Он ушел к себе в кабинет, чтобы спустя пару минут вернуться с четвертинкой, а то и меньше, таблетки. Я насмешливо приподняла бровь.
— У тебя есть запасная печень? — спросил он, щелкнув пальцами по моему стакану. — Так, хотя бы, без последствий.
— А поможет? — снова глядя на размер таблетки, спросила я.
— Не сомневайся.
Мы выпили еще. Тоже в тишине. Которая была так мне необходима. Антон задумчиво глядя в окно, скользил пальцами по моей голени. Легко, приятно, почти неощутимо. Опьяненный разум пытался подсунуть повод себя, бедную, пожалеть. Я стойко сопротивлялась. Тема закрыта. И никогда подниматься не будет. Ни мной, ни кем либо еще. Ибо пошло все нахуй. Пальцы стиснули стакан, зубы скрипнули. Пошло все. Пошло оно все.
Антон не глядя на меня вслепую нашарил мою руку и приложил ладонь к губам, прикрыв глаза. И это последнее, что я запомнила.
***
Барбитураты. С алкоголем несовместимы.
Если не высчитать дозу.
И что-что, а с высчитыванием доз по массе тела и степени восприимчивости у Антона проблем никогда не было. Потому никто не мог заподозрить в нем пагубной тяги. И сейчас, глядя на свою побитую девочку, спящую мертвецким сном в его постели, он испытывал холодное торжество.
Потому что выблядка нашли. Спустя пару минут после того как он кинул клич по смотрящим. За ним следили, его пасли. Все время, пока он был рядом со своей побитой маленькой.

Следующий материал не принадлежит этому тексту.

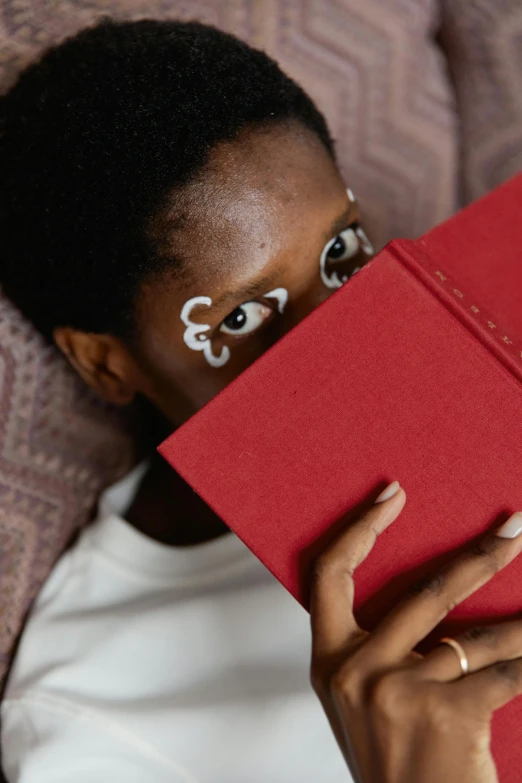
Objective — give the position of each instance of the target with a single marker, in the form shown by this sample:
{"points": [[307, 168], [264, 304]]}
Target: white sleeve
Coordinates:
{"points": [[43, 743]]}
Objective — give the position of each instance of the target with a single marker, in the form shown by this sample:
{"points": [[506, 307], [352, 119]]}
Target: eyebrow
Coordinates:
{"points": [[257, 287]]}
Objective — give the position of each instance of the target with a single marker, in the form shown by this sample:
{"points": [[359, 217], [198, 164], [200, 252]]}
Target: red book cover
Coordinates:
{"points": [[411, 371]]}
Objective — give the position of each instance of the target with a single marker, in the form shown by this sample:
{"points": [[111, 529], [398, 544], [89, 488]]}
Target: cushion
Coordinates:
{"points": [[376, 71]]}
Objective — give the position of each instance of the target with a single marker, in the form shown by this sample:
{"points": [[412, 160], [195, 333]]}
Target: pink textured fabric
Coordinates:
{"points": [[375, 70], [483, 40]]}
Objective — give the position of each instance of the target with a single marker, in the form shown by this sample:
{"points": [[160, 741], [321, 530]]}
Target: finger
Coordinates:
{"points": [[429, 601], [490, 688], [332, 589], [483, 646]]}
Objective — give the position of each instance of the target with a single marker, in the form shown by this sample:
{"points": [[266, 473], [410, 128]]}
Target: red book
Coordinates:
{"points": [[411, 371]]}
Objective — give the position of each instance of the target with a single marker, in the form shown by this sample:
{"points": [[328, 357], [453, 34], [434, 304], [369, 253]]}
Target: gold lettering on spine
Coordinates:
{"points": [[475, 309]]}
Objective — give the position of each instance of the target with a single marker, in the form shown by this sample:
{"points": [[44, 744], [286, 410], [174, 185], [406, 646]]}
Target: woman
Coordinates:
{"points": [[171, 207]]}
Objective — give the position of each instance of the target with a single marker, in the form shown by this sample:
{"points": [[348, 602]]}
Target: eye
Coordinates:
{"points": [[246, 318], [345, 245]]}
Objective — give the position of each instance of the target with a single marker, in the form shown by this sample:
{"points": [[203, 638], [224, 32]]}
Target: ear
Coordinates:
{"points": [[102, 361]]}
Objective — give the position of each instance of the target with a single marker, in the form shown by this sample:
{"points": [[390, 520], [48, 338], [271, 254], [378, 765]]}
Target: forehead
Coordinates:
{"points": [[251, 203]]}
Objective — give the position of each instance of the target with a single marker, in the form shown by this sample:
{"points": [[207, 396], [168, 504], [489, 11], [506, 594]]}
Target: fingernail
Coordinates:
{"points": [[512, 528], [389, 492]]}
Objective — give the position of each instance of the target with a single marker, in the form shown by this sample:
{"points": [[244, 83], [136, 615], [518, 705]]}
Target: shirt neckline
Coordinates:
{"points": [[116, 538]]}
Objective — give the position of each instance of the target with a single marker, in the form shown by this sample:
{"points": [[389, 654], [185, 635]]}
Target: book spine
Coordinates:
{"points": [[482, 324]]}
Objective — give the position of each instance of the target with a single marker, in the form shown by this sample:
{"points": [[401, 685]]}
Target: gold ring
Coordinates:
{"points": [[463, 659]]}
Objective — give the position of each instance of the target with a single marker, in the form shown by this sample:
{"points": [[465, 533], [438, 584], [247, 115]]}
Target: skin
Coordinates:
{"points": [[256, 218], [400, 717]]}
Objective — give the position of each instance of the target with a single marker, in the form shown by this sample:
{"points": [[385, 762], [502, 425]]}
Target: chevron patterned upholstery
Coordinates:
{"points": [[414, 139]]}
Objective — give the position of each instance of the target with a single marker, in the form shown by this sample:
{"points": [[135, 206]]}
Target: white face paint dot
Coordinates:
{"points": [[194, 337]]}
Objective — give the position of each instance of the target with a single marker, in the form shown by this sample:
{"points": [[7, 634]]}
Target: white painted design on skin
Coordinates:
{"points": [[195, 337], [365, 242], [281, 294]]}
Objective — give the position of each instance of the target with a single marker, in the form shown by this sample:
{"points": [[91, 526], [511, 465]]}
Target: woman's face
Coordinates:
{"points": [[255, 223]]}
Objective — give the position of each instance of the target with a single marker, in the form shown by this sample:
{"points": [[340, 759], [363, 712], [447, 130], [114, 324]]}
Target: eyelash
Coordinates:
{"points": [[237, 335]]}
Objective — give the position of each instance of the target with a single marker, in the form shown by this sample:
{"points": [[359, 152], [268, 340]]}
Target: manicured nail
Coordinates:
{"points": [[512, 528], [389, 492]]}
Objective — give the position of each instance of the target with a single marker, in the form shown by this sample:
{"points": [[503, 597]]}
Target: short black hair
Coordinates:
{"points": [[93, 138]]}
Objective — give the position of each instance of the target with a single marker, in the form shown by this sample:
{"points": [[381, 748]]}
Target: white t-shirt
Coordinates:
{"points": [[144, 663]]}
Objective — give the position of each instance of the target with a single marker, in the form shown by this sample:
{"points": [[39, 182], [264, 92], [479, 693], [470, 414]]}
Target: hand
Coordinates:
{"points": [[400, 717]]}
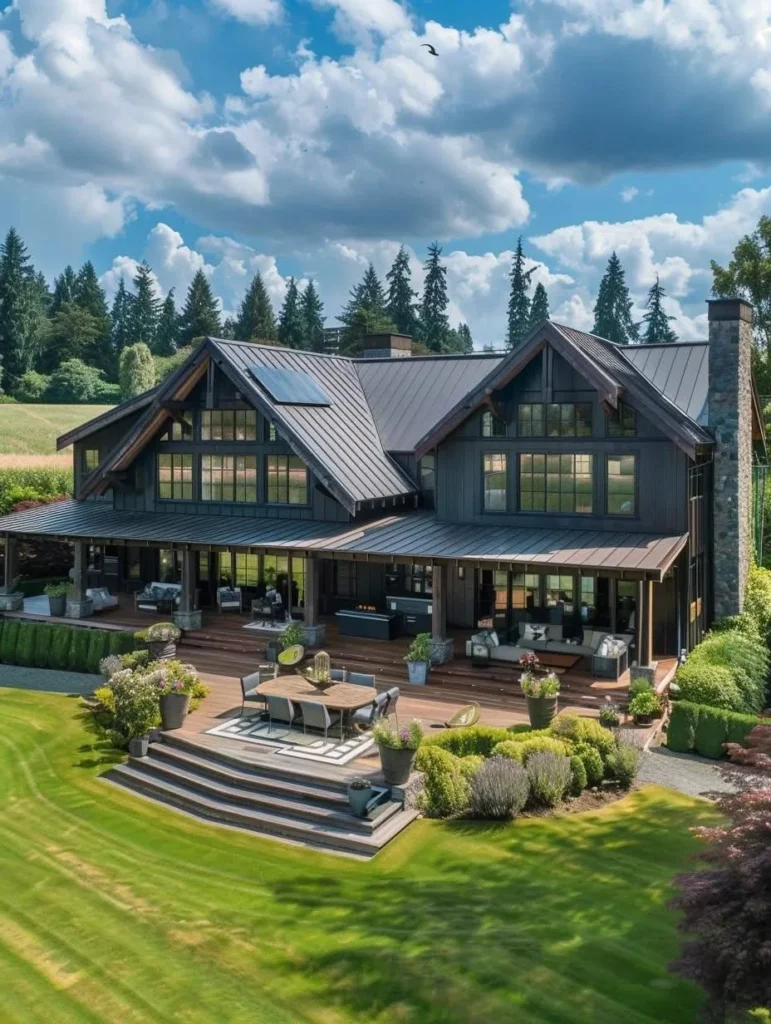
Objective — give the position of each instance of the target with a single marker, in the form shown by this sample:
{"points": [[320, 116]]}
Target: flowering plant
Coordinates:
{"points": [[407, 738]]}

И сейчас, запуская двигатель он ехал в район красного треугольника — место обитания шировых чертей. Место, где прошло его неплохое детство и очень бурная, порочная юность, когда еще у района была просто криминальная слава. Это потом уже, позже, все скатилось до притонов и развалин. Впрочем, когда он снова вернулся туда после армии, это только сыграло на руку, открыв почти бескрайние горизонты…
Перечисляя сумму за молчание шавкам, пасущим ее брата он одновременно договаривался со власть имущими о исходе твари, посмевшей поднять руку на его Ленку. Сильную, красивую, его. И больше ничью. Со счета ушло девятьсот тысяч. Даже как-то мало. Антон фыркнул, закуривая в окно.
Теперь одно его слово и адовый пиздец, который он оплатил, закончится не менее адовым концом. Но для начала он самолично запустит свою жестокую, но оправданную игру. Пообещал же не трогать. Почти не тронет. Не своими руками, по крайней мере. Почти не своими.
Зло ударил по рулю, протяжно зарычав.
Въезжал в район нарколыг с выключенным светом и скрученными номерами. Пусть шавки знают, что он здесь. Пусть будут готовы, зыркая затуманенными взглядами по условному знаку — белому листу бумаги под лобовым. Въехал старший. Чем больше лист бумаги, тем выше статус. А тут А4. Выше только небеса над нами.
Безусловная неприкосновенность. Даже смотрящие ездили с половиной листа. А здесь целый. И белая тачка. Цвет неприкасаемых и законом и понятиями. Просто чуть задень тачку и разъебут на месте. Даже спрашивать не станут. А если тронешь с умыслом ущерба — разнесут всю стаю. Попробуешь возмутиться, заставят смотреть, как убивают близких, а потом будешь шагами измерять собственные кишки. Старших трогать нельзя. Ни их самих, ни тем более их имущество и их людей. И шировые торопливо сухарились по углам, шепотом передавая друг другу небывалое событие — на районе старший. И самое пугающее — здесь он не просто так. Белую БМВ никто не знал, и божился, чтобы не по его душу приехала. Тем более с белым листом.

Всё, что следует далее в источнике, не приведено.